Más centros, más profesionales, más atenciones, mejor organización. Cada detalle inherente a todos y cada uno de los discentes deberá vigilarse, supervisarse, atenderse con el esmero y la delicadeza exigibles dada la enorme importancia que representa para los humanos el periodo que abarcan los seis primeros años de vida.
La sociedad, en general, y los responsables que gestionan la trayectoria de esta sociedad, en particular, deben volcarse en esta protección: más atenciones y más control a las familias, mejoras en la gestión del día a día de los infantes tanto dentro como fuera del marco escolar…

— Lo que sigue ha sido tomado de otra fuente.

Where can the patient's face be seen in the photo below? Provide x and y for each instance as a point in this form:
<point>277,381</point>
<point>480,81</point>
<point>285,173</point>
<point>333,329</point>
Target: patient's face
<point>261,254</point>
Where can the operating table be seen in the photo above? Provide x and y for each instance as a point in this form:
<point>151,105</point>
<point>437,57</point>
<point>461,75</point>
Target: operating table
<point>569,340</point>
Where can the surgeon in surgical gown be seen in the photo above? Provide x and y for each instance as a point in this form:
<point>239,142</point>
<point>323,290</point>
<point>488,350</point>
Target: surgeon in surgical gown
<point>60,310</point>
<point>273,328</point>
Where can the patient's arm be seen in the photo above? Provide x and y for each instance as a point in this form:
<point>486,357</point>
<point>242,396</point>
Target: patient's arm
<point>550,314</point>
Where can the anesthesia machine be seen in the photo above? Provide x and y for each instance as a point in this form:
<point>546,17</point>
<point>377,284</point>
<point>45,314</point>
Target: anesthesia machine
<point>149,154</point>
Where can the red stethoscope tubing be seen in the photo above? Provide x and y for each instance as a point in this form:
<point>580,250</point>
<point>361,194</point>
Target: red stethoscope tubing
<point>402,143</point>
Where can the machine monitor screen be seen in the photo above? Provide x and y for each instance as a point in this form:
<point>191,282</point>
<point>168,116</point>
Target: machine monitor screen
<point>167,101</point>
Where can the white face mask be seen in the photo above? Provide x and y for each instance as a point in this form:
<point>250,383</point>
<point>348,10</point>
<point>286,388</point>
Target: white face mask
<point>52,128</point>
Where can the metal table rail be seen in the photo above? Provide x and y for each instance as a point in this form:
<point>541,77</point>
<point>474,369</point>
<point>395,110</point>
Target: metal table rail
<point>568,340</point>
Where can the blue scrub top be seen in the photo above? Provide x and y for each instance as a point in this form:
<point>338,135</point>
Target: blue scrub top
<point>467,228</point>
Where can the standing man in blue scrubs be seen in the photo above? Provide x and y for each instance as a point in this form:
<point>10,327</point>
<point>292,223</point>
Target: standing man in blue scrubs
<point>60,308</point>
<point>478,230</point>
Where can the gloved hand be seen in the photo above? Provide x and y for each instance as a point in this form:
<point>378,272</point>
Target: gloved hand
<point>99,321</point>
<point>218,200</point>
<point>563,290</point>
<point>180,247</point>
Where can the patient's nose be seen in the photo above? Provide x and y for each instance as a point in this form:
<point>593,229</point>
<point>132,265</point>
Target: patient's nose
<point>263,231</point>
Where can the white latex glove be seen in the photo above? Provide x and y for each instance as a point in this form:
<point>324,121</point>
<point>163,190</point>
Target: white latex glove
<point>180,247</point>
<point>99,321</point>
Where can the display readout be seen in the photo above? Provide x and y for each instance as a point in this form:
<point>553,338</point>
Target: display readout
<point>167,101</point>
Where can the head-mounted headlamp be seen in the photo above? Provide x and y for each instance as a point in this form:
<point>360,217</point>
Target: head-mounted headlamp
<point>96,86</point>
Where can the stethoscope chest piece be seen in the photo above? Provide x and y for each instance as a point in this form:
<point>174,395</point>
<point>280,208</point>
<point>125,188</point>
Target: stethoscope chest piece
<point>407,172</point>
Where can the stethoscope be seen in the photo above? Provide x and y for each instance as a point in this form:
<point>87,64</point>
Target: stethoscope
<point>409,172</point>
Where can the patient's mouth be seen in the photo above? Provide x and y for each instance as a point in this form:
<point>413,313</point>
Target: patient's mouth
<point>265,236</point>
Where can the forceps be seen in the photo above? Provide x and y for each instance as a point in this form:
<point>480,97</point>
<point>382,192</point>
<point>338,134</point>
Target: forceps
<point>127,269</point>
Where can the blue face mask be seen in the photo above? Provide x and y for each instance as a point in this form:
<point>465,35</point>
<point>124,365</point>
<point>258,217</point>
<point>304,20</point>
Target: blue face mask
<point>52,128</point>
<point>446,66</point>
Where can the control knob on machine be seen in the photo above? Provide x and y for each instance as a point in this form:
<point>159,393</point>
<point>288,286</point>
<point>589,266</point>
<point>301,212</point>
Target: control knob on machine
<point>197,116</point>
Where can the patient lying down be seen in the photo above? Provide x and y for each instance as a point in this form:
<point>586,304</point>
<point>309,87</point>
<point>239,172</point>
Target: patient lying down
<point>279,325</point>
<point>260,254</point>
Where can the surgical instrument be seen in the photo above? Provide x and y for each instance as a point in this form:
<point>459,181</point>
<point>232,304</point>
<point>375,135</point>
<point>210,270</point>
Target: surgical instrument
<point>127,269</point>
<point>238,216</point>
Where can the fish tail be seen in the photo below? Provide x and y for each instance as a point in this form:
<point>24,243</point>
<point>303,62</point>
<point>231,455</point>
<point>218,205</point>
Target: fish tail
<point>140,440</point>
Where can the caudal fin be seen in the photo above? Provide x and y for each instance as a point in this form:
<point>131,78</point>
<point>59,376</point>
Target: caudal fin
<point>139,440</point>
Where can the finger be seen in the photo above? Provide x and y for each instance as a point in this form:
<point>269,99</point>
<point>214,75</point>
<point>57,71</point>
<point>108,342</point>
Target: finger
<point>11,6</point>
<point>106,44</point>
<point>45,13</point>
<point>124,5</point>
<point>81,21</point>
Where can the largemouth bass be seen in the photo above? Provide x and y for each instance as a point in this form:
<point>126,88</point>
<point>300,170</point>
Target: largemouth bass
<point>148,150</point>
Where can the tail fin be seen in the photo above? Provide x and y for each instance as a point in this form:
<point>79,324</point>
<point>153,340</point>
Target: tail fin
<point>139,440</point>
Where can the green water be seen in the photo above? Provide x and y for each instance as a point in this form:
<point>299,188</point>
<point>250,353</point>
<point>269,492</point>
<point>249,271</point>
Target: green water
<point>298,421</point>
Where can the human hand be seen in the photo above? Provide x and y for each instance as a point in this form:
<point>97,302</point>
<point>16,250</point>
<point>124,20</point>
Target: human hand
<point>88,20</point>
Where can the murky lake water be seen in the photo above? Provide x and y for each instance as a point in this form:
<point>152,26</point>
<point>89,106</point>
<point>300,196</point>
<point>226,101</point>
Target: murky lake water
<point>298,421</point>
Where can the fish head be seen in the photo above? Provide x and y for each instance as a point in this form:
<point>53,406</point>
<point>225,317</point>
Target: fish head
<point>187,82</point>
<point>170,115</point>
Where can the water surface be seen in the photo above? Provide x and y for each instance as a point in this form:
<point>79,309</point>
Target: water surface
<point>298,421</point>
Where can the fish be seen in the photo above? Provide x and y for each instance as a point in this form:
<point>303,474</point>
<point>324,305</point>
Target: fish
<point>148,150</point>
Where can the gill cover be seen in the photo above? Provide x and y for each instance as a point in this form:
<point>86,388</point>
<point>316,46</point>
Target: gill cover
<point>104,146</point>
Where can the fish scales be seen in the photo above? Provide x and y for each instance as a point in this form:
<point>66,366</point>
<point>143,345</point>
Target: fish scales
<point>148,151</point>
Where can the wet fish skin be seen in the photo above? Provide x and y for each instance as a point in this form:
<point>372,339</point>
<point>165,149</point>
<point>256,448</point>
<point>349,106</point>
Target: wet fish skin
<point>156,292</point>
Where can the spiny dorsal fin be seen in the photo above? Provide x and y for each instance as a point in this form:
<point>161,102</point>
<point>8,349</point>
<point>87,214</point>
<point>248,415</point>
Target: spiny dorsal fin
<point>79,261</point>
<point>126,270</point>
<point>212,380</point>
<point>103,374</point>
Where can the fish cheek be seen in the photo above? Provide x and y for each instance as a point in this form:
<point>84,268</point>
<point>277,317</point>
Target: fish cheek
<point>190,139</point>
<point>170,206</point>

No es negociable. No puede serlo. El hecho de que adquirir la condición de progenitores no presuponga el conocimiento de cómo han de atenderse a los vástagos[1] conduce a plantear que en la crianza conviene que intervengan otros actores ajenos al círculo que representan las familias.
Esta intervención, personalizada, convenientemente tasada, bien trazada para evitar conflictos, altamente profesional, altamente deudora del propósito de atender hasta en el más mínimo de los detalles que puedan darse durante esta etapa, no puede regirse bajo las circunstancias de la eventualidad, del ejercicio puntual, atenta más al «cada X tiempo, a ver lo que hay», sino que ha de ser constante.
Hablamos de una carretera de dos carriles: el destino, el mismo; un carril, la familia; el otro carril, la sociedad. Dos carriles que forman una unidad de intervención. Es un quehacer largo, arduo y complejo, pero necesario.
La inversión generosa, eficaz y bien gestionada de recursos humanos, materiales, legales, sociales, administrativos… durante seis años, los seis primeros años de existencia de nuestros infantes, debería conducir a una suerte de desinversión extra a posteriori.
¿Cuánto de lo que se invierte “excepcionalmente” en primaria o secundaria (y no hablo solo de dinero) se podría evitar? Lo tengo claro: por cada moneda que se invierta en los estudios superiores, deberían aportarse cuatro o cinco más, no, más: seis, siete… diez monedas más para esta etapa, para la Educación Infantil, la cantera del sistema educativo.
[1]. Que de mis palabras no quepa presuponer que esta carencia implica desafección o desatención a los descendientes, ni muchísimo menos.